Law Practice Management, Socratic AI Is Changing the Face of Legal Knowledge:
I cannot teach anybody anything. I can only make them think. —attributed to Socrates
Law is a science, and … all the available materials of that science are contained in printed books… —Christopher C. Langdell, Speech at Harvard University, Cambridge, Mass., 1887
Discussions on artificial intelligence and law seek to find the diminishing demarcation between the human-only part of lawyering (multi-disciplinary integration, especially regarding strategy; “reading” the client; emotional intelligence) and those lawyering skills more efficiently accomplished by artificial intelligence (legal pattern recognition research for document and contract review). But the more meaningful inquiries have not been asked: will human-AI collaboration advance the lawyer’s counseling? Can the AI system help the human lawyer overcome bias and produce better decisions? ...

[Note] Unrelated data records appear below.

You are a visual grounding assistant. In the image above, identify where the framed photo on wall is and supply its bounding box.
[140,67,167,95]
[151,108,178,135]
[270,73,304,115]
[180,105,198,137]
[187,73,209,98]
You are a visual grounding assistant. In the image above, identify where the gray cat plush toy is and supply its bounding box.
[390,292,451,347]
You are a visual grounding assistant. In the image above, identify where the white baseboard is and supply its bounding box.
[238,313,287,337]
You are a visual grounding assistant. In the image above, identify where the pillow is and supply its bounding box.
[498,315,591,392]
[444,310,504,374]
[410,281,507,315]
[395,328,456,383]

Although many now consider the traditional law schools program as inadequately preparing law students for the increasingly tech-savvy counsel required for by today’s market, there was a time when the most advanced and practical professional teaching was in law schools.
Christopher Columbus Langdell initiated both the case method and the Socratic method of teaching law in his Harvard Law class 150 years ago. Langdell’s goal was to induce the legal reasoning of actual cases through a series of specific questions (the Socratic method) that would expose the biases and preconceptions of the law student. In a common law system, this original source-first focus properly centralized the primacy of case law study over lecturing about a generalized legal subject, allowing students to deepen case-specific legal reasoning. The case study system, employed with the Socratic method, forces the student to challenge their own inferences to foster objective, less-biased legal decision-making. It was a truly disruptive approach to teaching that became the standard method of law school teaching (used to this day), and greatly influenced graduate school teaching in other areas.
Lawyers are notoriously scared of math, but it’s essential to accept how the independence and precision of mathematics will make them better lawyers. ...
Lawyers aren’t playing a game, but are indeed looking for connections in the common law; connections that can be clarified by translating them into fluid but less-biased algorithms. The fear of AI “jobpocalypse” should be replaced by the acceptance of a tool to better find and understand legal connections. The disruption of the Socractic method in exposing bias is overcome by the truth discerned by the AI system, searching through that manmade corpus of the common law, making it more open as well as more digestible.